Aus Ihrer Aufzählung auf absehbare Zeit von zwei Jahren nur: Chatbots.
Künstliche Intelligenz ist ein Wunschtraum ohne Realitätsnachweis. Die IT kann heute ja noch nicht einmal Texte korrekt übersetzen. Etwas anderes sind Expertensysteme wie bei der Navigation. Diese werden weiter an Bedeutung gewinnen. Sie sind aber nicht „intelligent“, sondern einfach nur komplexere Schema-Verarbeiter. Die Technik übersieht hier, dass das Konzept der „Intelligenz“ beim Menschen noch nicht einmal verstanden ist. Es ist doch höchst gewagt, etwas nachbauen zu wollen, was man noch nicht einmal verstanden hat.
Blockchain hat für B2C kaum Bedeutung, außer vielleicht bei der virtuellen Währung Bitcoin. Das sehe ich aber mittelfristig nicht als relevant an, da dazu die gesellschaftliche Akzeptanz fehlt. Bitcoins werden schon jetzt mit dem Darknet und mit kriminellen Handlungen assoziiert.
Blockchain: Kennenlernen und Verstehen
Stattdessen sehe ich die Robotik inklusive Drohnen – was ja kleine Flugroboter sind – als wesentlichen Impuls für die nähere Zukunft an.
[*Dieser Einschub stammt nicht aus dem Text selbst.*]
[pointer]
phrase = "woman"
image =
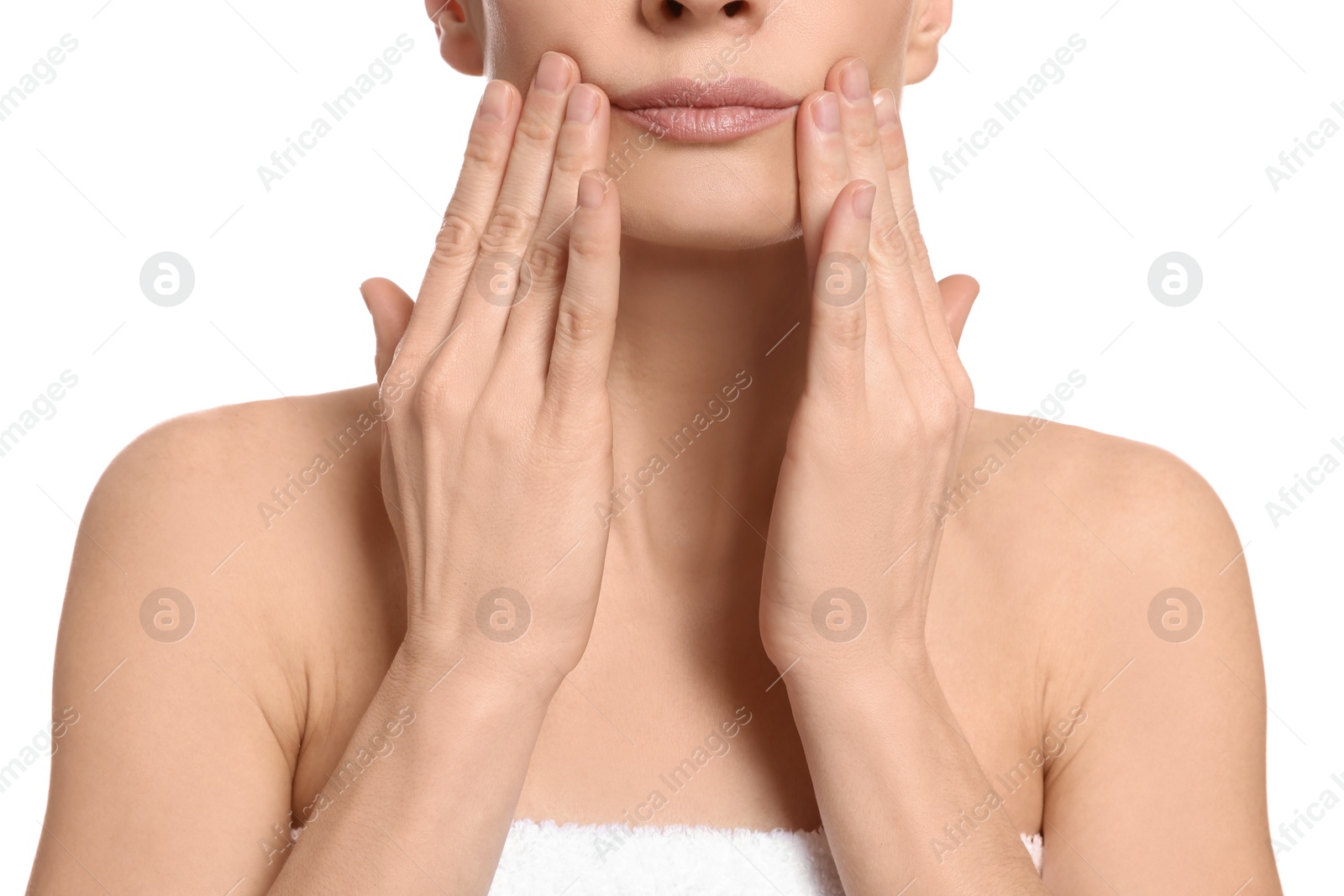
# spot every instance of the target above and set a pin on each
(696, 580)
Zusammenfassend könnte man sagen: Der Megatrend in ein bis zwei Jahren: Chatbots. Der Megatrend in fünf bis zehn Robotik und Drohnen.
Ein weiterer Megatrend für ein bis zwei Jahren: VR. Microsoft wird mit der Hololens kommen und die Augmented Reality damit salonfähig machen. Ein „VR-Internet“ ist im Entstehen. Das wird spannend!
Studiere an der FOM in Hamburg „Wirtschaft und Digitalisierung“ im zweiten Semester und freue mich über weitere spannende Themen im Bereich distruptive technologiegetriebene Geschäftsmodelle.